Do that today. Recognize your need to change. Recognize that you cannot rely on yourself. Admit that you can’t get out of this by your own power. Repent today, and believe in the Good News that Jesus saves! 

Prayer: Dear Jesus, You rescue us from the darkness. Proclaim Your saving grace to us, and help us to experience the freedom that comes from turning to You. In Your name we pray, AMEN.


Living With the Windows Open (Devotion 3)

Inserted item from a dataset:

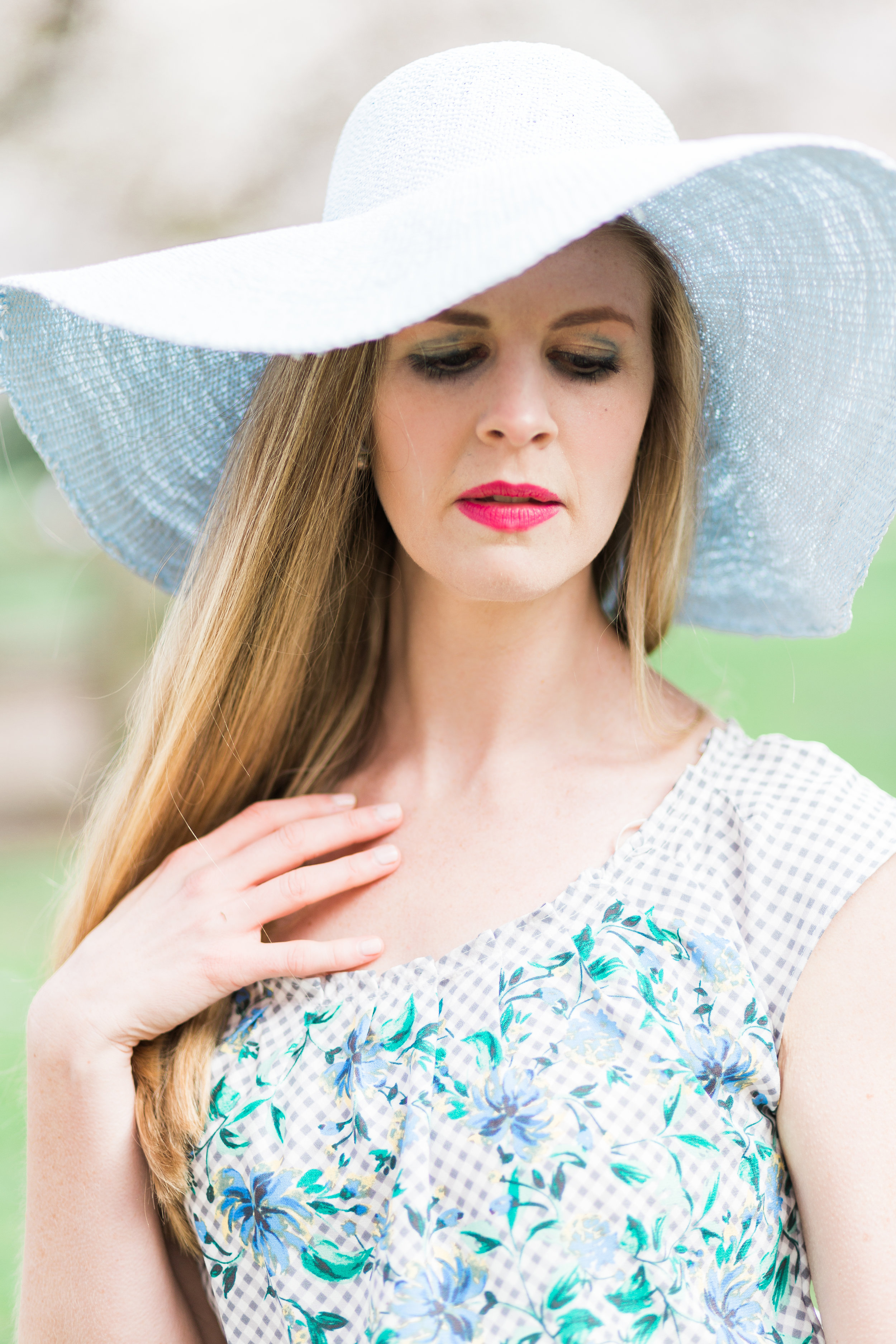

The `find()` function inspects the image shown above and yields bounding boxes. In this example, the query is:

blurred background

opened brown wooden window

“That you may be blameless and innocent, children of God without blemish in the midst of a crooked and twisted generation, among whom you shine as light in the world, holding fast to the word of life, so that in the day of Christ I may be proud that I did not run in vain or labor in vain.” Philippians 2:15-16

On Monday, I described the first evening when you left the three children alone in the house while you went on a short walk around the block. You came home, hearing them through the open windows. The hope was that they would be happy, washing and drying the dishes and even laughing with each other. Wouldn’t that be great?

Now let’s make it even better. Trust your children so much that you want to share the moment. Come up the walk with your friends. Listen to the kids talking and laughing and your friends are going to hear them also. Don’t hold your breath—just walk home knowing that you’re going to hear happy voices.

That’s Paul in our text. He wants the Philippians to be those children in faith, growing together and serving in such a way that he can be proud of them. Who would be Paul in your life? Who would say as Paul did, “Live in such a way that I may be proud.” I imagine your parents would certainly say that. Maybe your most loved teachers would say it. Your high school coach or that first boss who hired you and gave you a chance. All those and more would say, “Live so that I may be proud that I did not run in vain or labor in vain.” This is something we can hear and we then ask God for the strength and direction to live so that all these people have reason to rejoice. It’s all by God’s grace that we run this race of faith and by grace we have both his forgiveness and his power.

Our Heavenly Father, help us to so live together, share our lives and use our talents that those who have gone before us may be thankful for these turns in our lives. We pray in Jesus’ name, Amen.